Sorprende siempre el ingenio mexicano de llevar la música a
todos lados; cantantes de ópera sobre la acera de Avenida Juárez frente al
Palacio de Bellas Artes. Cuadras adelante, sobre la calle de Madero una mujer
de rasgos indígena, con un vestido de chillante color amarillo, el vestido con
vuelos que hipnotizan por con su color llamativo mientras se contonea tocando
un acordeón y dos niñas interpretan con sus agudas voces infantiles canciones
campiranas.
He visto a un hombre meter un amplificador con un bajo
eléctrico y dos tumbas para tocar cumbias en un vagón repleto del metro en la
estación CU, logrando la transmutación de los empujones diarios que son fuente
de disgustos, alguna mentada y hasta un puñetazo, se conviertan en un vagón que
peligrosamente se bambolea sobre el riel en el burdo, torpe y limitado intento por
bailar del respetable. También a un joven armar una batería en otro vagón vacío
en la estación Constituyentes quien junto con un guitarrista y un vocalista
interpretan rolitas populares de rock en nuestro idioma, ante la sonrisa que
despierta al pasaje cansado que va a casa después de la rutina diaria.

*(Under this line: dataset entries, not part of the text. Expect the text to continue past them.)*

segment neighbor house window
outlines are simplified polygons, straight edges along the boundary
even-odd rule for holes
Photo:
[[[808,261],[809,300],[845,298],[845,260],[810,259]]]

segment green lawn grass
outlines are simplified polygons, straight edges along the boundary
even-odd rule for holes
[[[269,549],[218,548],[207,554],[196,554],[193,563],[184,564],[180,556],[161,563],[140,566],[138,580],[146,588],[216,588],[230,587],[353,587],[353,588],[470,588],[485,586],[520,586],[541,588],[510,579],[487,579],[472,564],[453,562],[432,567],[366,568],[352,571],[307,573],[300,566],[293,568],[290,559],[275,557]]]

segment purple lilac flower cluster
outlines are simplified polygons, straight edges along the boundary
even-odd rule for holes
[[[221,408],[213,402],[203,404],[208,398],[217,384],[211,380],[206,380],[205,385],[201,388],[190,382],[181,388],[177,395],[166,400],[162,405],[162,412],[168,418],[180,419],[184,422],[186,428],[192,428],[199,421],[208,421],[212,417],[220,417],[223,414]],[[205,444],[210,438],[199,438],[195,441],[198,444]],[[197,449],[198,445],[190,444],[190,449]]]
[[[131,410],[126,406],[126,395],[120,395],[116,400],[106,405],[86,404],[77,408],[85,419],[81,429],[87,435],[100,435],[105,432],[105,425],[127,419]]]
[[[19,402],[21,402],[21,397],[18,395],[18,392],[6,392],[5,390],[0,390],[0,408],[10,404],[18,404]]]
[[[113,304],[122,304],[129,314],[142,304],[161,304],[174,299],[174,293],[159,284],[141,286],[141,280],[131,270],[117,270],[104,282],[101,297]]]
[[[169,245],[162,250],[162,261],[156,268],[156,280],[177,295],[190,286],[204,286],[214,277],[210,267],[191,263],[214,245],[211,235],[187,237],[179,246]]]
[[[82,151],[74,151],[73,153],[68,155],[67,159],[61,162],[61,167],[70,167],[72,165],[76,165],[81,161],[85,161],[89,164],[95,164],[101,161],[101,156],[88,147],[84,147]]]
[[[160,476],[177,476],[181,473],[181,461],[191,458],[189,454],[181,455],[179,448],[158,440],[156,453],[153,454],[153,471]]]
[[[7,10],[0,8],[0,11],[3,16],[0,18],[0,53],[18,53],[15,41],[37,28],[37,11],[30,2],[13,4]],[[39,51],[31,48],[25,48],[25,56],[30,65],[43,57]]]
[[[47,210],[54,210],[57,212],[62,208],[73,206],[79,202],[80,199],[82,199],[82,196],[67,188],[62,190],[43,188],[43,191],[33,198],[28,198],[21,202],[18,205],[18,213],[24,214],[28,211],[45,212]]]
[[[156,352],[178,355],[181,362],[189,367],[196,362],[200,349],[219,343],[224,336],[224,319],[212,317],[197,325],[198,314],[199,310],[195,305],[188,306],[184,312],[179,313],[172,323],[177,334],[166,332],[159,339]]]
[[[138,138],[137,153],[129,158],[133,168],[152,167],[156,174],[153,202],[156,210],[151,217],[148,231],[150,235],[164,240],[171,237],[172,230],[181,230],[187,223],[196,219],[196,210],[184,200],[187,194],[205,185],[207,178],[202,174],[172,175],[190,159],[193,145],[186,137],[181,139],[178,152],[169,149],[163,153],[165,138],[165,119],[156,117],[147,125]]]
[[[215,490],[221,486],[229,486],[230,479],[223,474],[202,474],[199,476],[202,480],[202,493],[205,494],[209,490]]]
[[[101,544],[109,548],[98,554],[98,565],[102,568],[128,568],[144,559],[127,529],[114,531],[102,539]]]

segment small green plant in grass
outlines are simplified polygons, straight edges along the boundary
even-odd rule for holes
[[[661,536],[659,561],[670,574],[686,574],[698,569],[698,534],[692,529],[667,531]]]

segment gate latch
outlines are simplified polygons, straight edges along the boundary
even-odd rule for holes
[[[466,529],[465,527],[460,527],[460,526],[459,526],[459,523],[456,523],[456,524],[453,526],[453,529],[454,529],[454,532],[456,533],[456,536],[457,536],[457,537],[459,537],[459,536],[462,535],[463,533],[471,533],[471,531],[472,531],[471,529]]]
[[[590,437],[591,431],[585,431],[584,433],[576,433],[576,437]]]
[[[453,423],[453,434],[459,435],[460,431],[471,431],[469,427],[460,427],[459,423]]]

A una chava muy mal vestida con una guitarra en estado
angustioso, arrancar notas celestiales con una voz excelsa en una inmunda pesera
en Tlalpan y otra guitarra destartalada, unida a fuerza de tiras de Diurex,
acompañar a golpes de cuerdas destempladas a un hombre con una voz similar a su
instrumento.
La música llena las calles de la ciudad, la música es una
forma de vida para cientos de habitantes de la Ciudad, no sólo en el sentido
económico de la frase, no la música es una forma de vida que se vive en las
oficinas, en todos aquellos que por las calles y al interior del transporte
público llevan sus audífonos con los temas musicales de su vida o del ese
momento especifico, en el radio de los carros o en los altavoces de centros
comerciales y supermercados.
Todos recibimos en las calles de la ciudad una exposición
auditiva que puede llegar a crear gustos reales y placeres culposos que nos
acompañaran por días, meses, o toda la vida. Después de escuchar en nuestro
caminar un organillo tocando seguimos el resto de la cuadra tarareando El Rey media cuadra por más que odiemos
los mariachis y las canciones afines.
Nuestra educación musical es en muchos sentidos, una que se
compone además de los gustos que nos creamos o que nos crearon en casa, en la
escuela, pero también de ese enorme play
list que la Ciudad construye para nosotros de manera azarosa todo el tiempo,
o tal vez no tan azarosa.
Etiquetamos despectivamente como “música de elevador”, “de
Sanborns” o “supermercado” a la mayor parte de música instrumental y naive que
va desde Ray Conniff, Burt Bachara, Sergio Mendes y su Brasil 77 o Frank
Pourcel y el inevitable Concorde. Bien
merecido el sobrenombre porque eran los lugares y continúan siendo en los que
escuchamos este tipo de música. A la que después adoptamos el anglicismo, peor
de despectivo que la califica como Easy
Listening, como si existiera una música
difícil de escuchar y la primera fuera el sucedáneo para los lerdos de oído o
de gustos.
Otro de las grandes
salas de educación musical en una ciudad como la nuestra se encuentra en la
oscuridad de las salas de cine, antes uno salía a comprar el soundtrack de la
película hoy la puede uno “Shazamear” mientras ve la película o los créditos de
la misma.
A finales del siglo
XX en Mix Up tenían a disposición de los clientes audífonos
conectados a reproductores de CDs donde se podía escuchar diferentes novedades
que estaban a la venta y esto seguramente sirvió para marcar el gusto musical
por unas semanas o meses de los compradores.
La ciudad crea su
propio soundtrack con cada enajenado dentro de sus audífonos que en cualquier
sitio público nos agrede con su tarareo, canturreo o silbido. Todos en ese
sentido contribuimos a la educación musical de nuestros conciudadanos a golpe
de cada nota que entonamos y llama la atención del otro.